Однако на рубеже 1920–1930-х годов, когда это литературное направление только еще набирало силу, вопрос стоял именно так: что важнее — идейная позиция автора, четкое понимание стоящей перед ним литературной задачи или опора на его интуицию, на творческий поиск, грозящие завести его в неконтролируемые дебри подсознательного (этого боялись особенно)? И неслучайно один из присяжных идеологов РАППа8  И. Гаврилин, полемизируя в журнале «На литературном посту» (одно название чего стоит!) с Пильняком и Замятиным, поделившимися на страницах книги «Как мы пишем» своей творческой кухней, так прямо и заявил, что «не могут они, буржуазные по своей сущности писатели, не ополчиться против сознания, не изгонять его, потому что всякое сознательное восприятие социальной действительности говорит им о их скорой и неминучей гибели, о невозможности устоять против наступающего фронтом социализма»9 . То есть только «сознательное», «головное» восприятие действительности позволяет, по Гаврилину, приобщиться писателю к жизненной правде, тогда как всякое от него уклонение неизбежно ведет в тупик, а то и к «неминучей гибели».

Но ведь правда бывает разная.

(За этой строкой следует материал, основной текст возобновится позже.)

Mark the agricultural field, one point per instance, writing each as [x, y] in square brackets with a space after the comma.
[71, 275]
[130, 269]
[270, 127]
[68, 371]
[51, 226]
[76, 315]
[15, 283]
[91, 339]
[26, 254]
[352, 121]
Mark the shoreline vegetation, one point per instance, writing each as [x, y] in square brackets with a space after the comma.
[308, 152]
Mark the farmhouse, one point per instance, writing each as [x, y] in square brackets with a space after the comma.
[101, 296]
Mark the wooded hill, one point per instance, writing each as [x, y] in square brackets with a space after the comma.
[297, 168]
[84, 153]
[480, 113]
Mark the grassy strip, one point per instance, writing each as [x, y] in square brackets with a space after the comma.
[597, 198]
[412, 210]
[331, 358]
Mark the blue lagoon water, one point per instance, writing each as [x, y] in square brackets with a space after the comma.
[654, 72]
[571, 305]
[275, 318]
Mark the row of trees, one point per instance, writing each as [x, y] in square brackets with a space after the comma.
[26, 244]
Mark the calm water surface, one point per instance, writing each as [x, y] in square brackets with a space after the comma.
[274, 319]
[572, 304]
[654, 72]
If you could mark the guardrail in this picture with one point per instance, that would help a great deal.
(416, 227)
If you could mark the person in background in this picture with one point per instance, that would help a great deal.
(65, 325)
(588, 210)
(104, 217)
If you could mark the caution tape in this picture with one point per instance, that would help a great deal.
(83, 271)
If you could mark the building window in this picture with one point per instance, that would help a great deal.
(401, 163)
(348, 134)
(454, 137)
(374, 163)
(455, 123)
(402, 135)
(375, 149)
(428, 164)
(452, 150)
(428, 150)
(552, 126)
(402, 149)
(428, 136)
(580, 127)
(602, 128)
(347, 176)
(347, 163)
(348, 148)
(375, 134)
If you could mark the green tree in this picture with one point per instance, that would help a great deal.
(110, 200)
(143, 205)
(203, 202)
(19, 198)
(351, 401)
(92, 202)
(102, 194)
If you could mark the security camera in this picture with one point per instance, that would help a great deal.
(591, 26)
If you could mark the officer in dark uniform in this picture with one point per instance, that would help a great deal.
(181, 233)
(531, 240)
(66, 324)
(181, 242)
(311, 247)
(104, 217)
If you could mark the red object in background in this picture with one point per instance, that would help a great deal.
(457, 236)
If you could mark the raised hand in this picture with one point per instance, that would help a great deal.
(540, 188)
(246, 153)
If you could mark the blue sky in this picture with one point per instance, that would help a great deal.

Есть правда газетной передовицы — например, та, что содержится в статье того же Гаврилина и наклеивающая свои ярлыки типа «контрреволюционные произведения» или «буржуазные по своей сущности писатели», с которой можно соглашаться и не соглашаться, но ничего не дающая ни уму, ни сердцу, и такая — где «сердце с правдой вдвоем». Излишне говорить, что читателю нужна именно эта последняя, вовлекающая в работу его сознание и подсознание.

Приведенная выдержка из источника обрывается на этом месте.